La biométrisation accélérée des sociétés ouvre à une sécurisation accrue des droits, mais produit aussi de nouvelles tensions autour des recensements et de la délivrance des titres. Le projet interroge ainsi la corrélation qui semble s’observer entre dispositifs d’identification et violence politique. Mais il ne se limite pas aux situations de conflit : il entend au contraire mettre en regard l’usage des papiers en conjoncture de crise et en conjoncture routinière pour analyser les rapports ordinaires des citoyens à la sphère publique. L’objectif est d’étudier les pratiques de la citoyenneté en acte et la diffusion de la raison bureaucratique dans des sociétés réputées rétives à celle-ci.
En abordant les « papiers » dans une perspective de sociologie historique comparée, il s’agit de comprendre la façon dont les dispositifs matériels de l’identification et de l’assignation identitaire ont, d’un côté, répondu au projet étatique d’inclure, d’exclure ou de contrôler les individus et, de l’autre, permis l’émergence de nouvelles subjectivités morales et politiques. L’objectif de ce programme est de restituer l’historicité et l’ambivalence de ces processus, d’explorer la pluralité des instances de production documentaire et la complexité des rapports que les individus nouent à ces documents et institutions. Par-delà une analyse de l’encartement comme technologie de pouvoir, il vise à rendre compte de la « vie sociale des papiers » pour mieux appréhender, par le bas, les pratiques ordinaires de la citoyenneté.

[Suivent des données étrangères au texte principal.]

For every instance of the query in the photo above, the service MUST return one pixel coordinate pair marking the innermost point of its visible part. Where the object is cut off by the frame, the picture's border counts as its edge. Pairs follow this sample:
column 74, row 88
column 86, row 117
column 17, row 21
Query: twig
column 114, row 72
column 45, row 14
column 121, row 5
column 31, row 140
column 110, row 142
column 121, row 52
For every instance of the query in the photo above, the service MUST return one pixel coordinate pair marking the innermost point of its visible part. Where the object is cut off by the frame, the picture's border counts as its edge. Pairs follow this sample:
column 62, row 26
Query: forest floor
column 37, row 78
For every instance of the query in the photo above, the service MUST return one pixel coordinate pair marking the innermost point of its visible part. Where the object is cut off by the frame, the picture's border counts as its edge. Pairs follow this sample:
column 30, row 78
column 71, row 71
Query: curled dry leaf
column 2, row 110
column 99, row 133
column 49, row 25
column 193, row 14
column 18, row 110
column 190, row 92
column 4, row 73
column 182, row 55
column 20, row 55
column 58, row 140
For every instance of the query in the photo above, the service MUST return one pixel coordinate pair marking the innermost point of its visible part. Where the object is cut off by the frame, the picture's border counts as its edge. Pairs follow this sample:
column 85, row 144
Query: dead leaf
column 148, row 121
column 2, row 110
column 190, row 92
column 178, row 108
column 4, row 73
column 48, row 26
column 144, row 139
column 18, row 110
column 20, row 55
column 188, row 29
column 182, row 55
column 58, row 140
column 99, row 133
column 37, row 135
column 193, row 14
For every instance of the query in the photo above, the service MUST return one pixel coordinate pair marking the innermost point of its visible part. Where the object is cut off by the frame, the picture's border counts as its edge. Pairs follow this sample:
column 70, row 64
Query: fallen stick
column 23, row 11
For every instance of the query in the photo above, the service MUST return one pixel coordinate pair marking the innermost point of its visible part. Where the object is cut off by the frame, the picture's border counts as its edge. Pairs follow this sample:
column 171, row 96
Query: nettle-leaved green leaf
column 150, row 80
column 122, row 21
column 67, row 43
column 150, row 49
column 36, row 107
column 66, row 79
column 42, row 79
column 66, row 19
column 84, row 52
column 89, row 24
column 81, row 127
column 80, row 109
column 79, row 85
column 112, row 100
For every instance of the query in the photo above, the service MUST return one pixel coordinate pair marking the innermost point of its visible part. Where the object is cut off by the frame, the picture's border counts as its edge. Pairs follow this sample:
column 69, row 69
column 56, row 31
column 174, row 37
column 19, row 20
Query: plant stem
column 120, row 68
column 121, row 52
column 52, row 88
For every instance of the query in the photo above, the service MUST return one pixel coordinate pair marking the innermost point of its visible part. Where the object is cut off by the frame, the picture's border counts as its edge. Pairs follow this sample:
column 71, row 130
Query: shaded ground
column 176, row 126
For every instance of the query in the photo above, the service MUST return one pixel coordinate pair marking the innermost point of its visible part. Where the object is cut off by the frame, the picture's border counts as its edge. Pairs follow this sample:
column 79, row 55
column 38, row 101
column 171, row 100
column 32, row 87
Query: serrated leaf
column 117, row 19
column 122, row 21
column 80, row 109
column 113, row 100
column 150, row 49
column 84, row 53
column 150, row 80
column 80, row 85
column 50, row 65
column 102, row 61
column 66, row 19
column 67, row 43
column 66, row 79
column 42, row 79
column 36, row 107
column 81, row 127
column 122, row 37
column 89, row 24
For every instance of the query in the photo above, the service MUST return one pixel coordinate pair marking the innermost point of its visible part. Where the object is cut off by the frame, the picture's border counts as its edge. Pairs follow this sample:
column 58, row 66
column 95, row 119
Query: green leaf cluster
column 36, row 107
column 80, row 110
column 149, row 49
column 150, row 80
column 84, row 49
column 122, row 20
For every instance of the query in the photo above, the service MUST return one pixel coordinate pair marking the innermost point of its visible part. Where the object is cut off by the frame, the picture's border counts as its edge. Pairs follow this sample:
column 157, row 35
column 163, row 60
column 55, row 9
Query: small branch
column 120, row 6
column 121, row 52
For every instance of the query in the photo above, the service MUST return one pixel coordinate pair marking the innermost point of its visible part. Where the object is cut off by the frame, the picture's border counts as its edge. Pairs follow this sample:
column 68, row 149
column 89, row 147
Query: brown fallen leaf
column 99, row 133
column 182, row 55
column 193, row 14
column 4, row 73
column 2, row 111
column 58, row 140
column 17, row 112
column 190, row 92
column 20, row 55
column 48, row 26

Le programme repose sur une approche comparatiste croisant des études de cas menées dans une douzaine de pays d’Afrique subsaharienne : Afrique du Sud, Burkina Faso, Cameroun, Côte d’Ivoire, Kenya, Mali, Mauritanie, Nigeria, Ouganda, Rwanda, Sénégal, Tchad. Le projet mobilise deux partenaires institutionnels en France (le Centre de recherches internationales de Sciences Po et l’Institut des mondes africains (IMAf)), des collaborations universitaires africaines (dont Wits University à Johannesburg) et quinze chercheurs, historiens, politistes et anthropologues, spécialistes des questions de citoyenneté sur leurs terrains respectifs.